Mas há, além da acusação de catástrofe humanitária e do risco nuclear, um problema de fato para a Rússia. Kakhovka, com capacidade de 18 km cúbicos (Itaipu, no Brasil, tem 29 km cúbicos) alimenta o Canal do Norte da Crimeia, estrutura completada em 1976 pelos soviéticos para irrigar a península abaixo.

Em 2014, após a anexação, Kiev represou o canal, dificultando a vida dos moradores da região. Assim que tomaram Kherson, no começo da guerra em 2022, os russos destruíram a obstrução, e o canal voltou a fluir água. Agora, a situação é incerta, embora o Kremlin tenha dito nesta manhã que "medidas foram tomadas" para garantir o funcionamento do ramal.

Seja como for, a ação atinge eventuais planos de Zelenski de operar na região. Ao longo da noite, os russos promoveram diversos ataques com mísseis lançados por bombardeiros Tu-95 contra alvos em Kiev, Kharkiv, Dnipropetrovsk e outras cidades ucranianas. Houve outros ataques ao longo do dia.

Os combates continuam na região de Donetsk. Moscou diz ter repelido ataques probatórios em sua linha de frente, matando 3.700 ucranianos desde o domingo —número negado por Kiev. Nesta terça, Moscou também afirmou que 71 soldados seus morreram, num raríssimo comentário sobre baixas na guerra.

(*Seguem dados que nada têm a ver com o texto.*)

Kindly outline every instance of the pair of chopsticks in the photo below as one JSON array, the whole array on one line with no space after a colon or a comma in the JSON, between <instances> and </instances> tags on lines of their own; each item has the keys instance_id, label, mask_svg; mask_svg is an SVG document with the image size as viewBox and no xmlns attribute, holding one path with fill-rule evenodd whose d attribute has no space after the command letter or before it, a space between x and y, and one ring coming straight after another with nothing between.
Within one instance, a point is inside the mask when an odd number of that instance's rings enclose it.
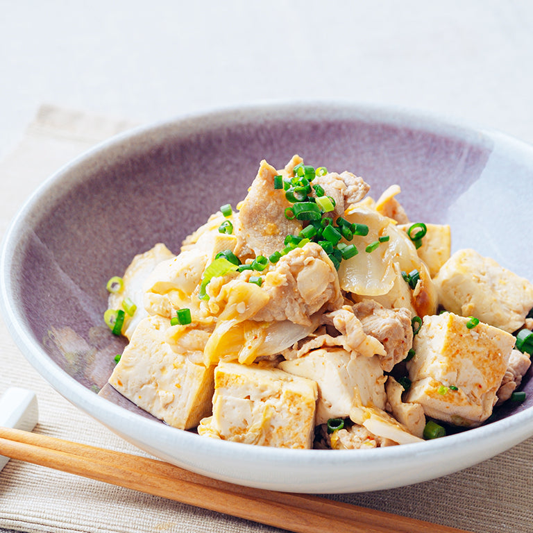
<instances>
[{"instance_id":1,"label":"pair of chopsticks","mask_svg":"<svg viewBox=\"0 0 533 533\"><path fill-rule=\"evenodd\" d=\"M468 533L327 498L234 485L158 459L0 428L0 455L295 533Z\"/></svg>"}]
</instances>

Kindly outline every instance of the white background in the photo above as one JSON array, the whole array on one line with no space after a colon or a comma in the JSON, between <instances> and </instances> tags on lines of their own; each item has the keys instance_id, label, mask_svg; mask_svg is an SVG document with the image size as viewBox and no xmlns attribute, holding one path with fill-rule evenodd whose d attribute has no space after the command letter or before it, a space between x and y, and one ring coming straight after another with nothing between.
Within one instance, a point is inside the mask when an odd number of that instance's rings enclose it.
<instances>
[{"instance_id":1,"label":"white background","mask_svg":"<svg viewBox=\"0 0 533 533\"><path fill-rule=\"evenodd\" d=\"M0 157L42 103L146 124L370 103L533 142L532 65L530 0L0 0Z\"/></svg>"}]
</instances>

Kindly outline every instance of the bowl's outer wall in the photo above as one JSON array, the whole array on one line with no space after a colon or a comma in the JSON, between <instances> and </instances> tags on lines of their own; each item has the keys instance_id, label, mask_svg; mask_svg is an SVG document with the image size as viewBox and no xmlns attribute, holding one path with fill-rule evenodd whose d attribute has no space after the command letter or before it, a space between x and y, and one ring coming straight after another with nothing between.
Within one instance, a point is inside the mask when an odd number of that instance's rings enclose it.
<instances>
[{"instance_id":1,"label":"bowl's outer wall","mask_svg":"<svg viewBox=\"0 0 533 533\"><path fill-rule=\"evenodd\" d=\"M469 191L497 180L493 144L490 135L417 117L305 106L221 113L121 136L62 169L29 203L14 237L11 301L51 359L98 391L124 346L103 323L107 280L157 242L178 252L220 205L235 207L245 196L261 159L280 168L298 153L330 171L350 170L371 185L373 198L398 183L413 221L449 223L462 244L485 226L474 217L465 229L457 206ZM521 166L506 154L497 162L498 171L531 180L533 164ZM485 201L495 212L490 203L498 199ZM505 239L496 241L505 252ZM471 246L481 244L474 239ZM530 268L531 251L520 253ZM528 379L525 386L533 387ZM146 415L110 389L102 391L106 398ZM532 401L533 391L505 414Z\"/></svg>"}]
</instances>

O Ministério da Defesa russo também disse que suas forças estão em controle de uma vila a 3 km de Bakhmut, a contestada cidade que tomaram após meses em maio. Na segunda (5), o líder mercenário Ievguêni Prigojin, que vive às turras com Choigu, havia dito que as forças regulares de Moscou haviam sido expulsas pela contraofensiva do lugarejo.